Uma cultura de alto contexto é uma cultura ou sociedade que se comunica predominantemente por meio de elementos contextuais, como formas específicas de linguagem corporal, o status de um indivíduo e o tom de voz empregado durante a fala. As regras não são escritas ou declaradas de forma direta ou explícita.
Em culturas assim, os membros compartilham repertórios, códigos e expectativas muito rígidas. “Se um estudante japonês cometer um erro no modo de vida ou escolher uma palavra inadequada, pode receber uma resposta dura da sociedade”.
A cultura hip-hop só chegou ao Japão nos anos 1980 e, no início, não foi recebida como uma forma legítima de expressão artística.
O país, sendo pautado por normas sociais rígidas, educação disciplinada e forte expectativa de conformidade, via o hip-hop como uma manifestação ligada à rebeldia e à delinquência juvenil. O grafite era rotulado como vandalismo, enquanto roupas largas, correntes e visual de rua eram percebidos como uma ruptura com os códigos tradicionais de aparência e comportamento.

Painel do mangá Gachiakuta onde dois artistas encapuzados pintam um grande mural urbano
Com o tempo, o Japão reinterpretou o hip-hop de sua própria forma, criando versões locais que combinam moda, música e estética visual. Mesmo assim, a relação com o movimento continua carregada de contrastes entre tradição, modernidade e influências externas.
Gachiakuta surge justamente nesse ponto de encontro — no qual a cultura japonesa dialoga com o mundo, mas ainda enfrenta tensões internas quando elementos “estrangeiros” desafiam o imaginário estético local.
O questionamento final que fica é: o Ocidente tem força para sustentar uma obra oriental?

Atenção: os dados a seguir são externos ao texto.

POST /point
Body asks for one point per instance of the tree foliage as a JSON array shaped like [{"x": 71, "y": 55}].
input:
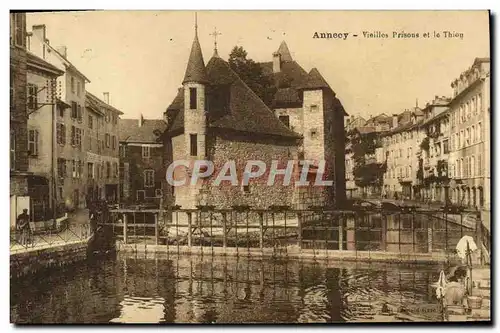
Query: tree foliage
[{"x": 252, "y": 74}]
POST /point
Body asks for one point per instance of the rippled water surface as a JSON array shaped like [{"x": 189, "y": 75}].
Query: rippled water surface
[{"x": 217, "y": 290}]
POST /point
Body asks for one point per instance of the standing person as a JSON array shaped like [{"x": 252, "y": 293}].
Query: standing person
[{"x": 23, "y": 225}]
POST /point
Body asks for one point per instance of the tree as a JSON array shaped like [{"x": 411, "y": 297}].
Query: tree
[{"x": 251, "y": 73}]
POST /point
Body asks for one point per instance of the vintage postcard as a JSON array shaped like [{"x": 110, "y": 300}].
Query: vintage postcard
[{"x": 221, "y": 167}]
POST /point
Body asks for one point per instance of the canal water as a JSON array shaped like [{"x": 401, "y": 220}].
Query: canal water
[{"x": 188, "y": 289}]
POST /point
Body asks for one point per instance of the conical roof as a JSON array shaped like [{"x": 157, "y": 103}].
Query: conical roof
[
  {"x": 284, "y": 52},
  {"x": 195, "y": 71},
  {"x": 315, "y": 81}
]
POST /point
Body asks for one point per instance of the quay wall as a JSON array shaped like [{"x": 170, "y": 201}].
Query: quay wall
[{"x": 37, "y": 260}]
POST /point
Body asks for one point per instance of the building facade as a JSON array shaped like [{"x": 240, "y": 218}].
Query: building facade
[
  {"x": 142, "y": 166},
  {"x": 101, "y": 144},
  {"x": 216, "y": 117},
  {"x": 70, "y": 127},
  {"x": 470, "y": 137},
  {"x": 434, "y": 152},
  {"x": 41, "y": 107},
  {"x": 19, "y": 163},
  {"x": 306, "y": 103}
]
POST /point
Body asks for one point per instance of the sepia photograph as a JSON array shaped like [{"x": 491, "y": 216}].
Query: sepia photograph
[{"x": 250, "y": 167}]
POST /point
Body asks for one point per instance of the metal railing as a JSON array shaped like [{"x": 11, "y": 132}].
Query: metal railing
[
  {"x": 27, "y": 239},
  {"x": 284, "y": 230}
]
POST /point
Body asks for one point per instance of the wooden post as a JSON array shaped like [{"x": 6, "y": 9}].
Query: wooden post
[
  {"x": 341, "y": 232},
  {"x": 299, "y": 232},
  {"x": 190, "y": 221},
  {"x": 429, "y": 236},
  {"x": 384, "y": 232},
  {"x": 156, "y": 229},
  {"x": 261, "y": 233},
  {"x": 224, "y": 230},
  {"x": 125, "y": 228},
  {"x": 479, "y": 238}
]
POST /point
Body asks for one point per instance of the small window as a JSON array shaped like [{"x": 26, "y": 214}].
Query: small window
[
  {"x": 193, "y": 99},
  {"x": 32, "y": 97},
  {"x": 141, "y": 195},
  {"x": 12, "y": 150},
  {"x": 33, "y": 142},
  {"x": 123, "y": 151},
  {"x": 74, "y": 110},
  {"x": 314, "y": 134},
  {"x": 285, "y": 120},
  {"x": 149, "y": 178},
  {"x": 193, "y": 143},
  {"x": 90, "y": 170},
  {"x": 146, "y": 152}
]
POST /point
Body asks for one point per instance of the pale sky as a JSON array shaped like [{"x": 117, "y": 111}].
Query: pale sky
[{"x": 140, "y": 57}]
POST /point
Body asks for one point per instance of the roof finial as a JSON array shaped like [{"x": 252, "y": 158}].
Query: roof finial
[
  {"x": 215, "y": 34},
  {"x": 196, "y": 24}
]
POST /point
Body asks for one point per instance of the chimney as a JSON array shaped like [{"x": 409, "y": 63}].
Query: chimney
[
  {"x": 106, "y": 97},
  {"x": 63, "y": 50},
  {"x": 276, "y": 62},
  {"x": 37, "y": 44},
  {"x": 394, "y": 120}
]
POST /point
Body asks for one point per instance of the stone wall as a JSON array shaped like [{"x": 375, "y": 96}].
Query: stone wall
[
  {"x": 137, "y": 165},
  {"x": 18, "y": 115},
  {"x": 36, "y": 261},
  {"x": 240, "y": 148}
]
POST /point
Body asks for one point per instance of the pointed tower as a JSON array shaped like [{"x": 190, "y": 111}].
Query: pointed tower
[{"x": 194, "y": 84}]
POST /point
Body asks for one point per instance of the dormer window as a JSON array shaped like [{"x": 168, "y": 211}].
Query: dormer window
[{"x": 193, "y": 99}]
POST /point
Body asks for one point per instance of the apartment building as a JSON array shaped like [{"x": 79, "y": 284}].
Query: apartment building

Em uma sociedade cada vez menos rígida e continuamente moldada por uma globalização acelerada, a resposta tende a ser positiva. Gachiakuta, porém, segue o caminho inverso. Em vez de se adaptar às expectativas do público japonês, a autora Kei Urana aposta na própria identidade e incorpora livremente as referências que constituem seu repertório.
Do ponto de vista técnico, seja no roteiro, na quadrinização do mangá ou na animação, a obra pode agradar ou não. Mas há um ponto inegociável: Gachiakuta tem personalidade. E muita.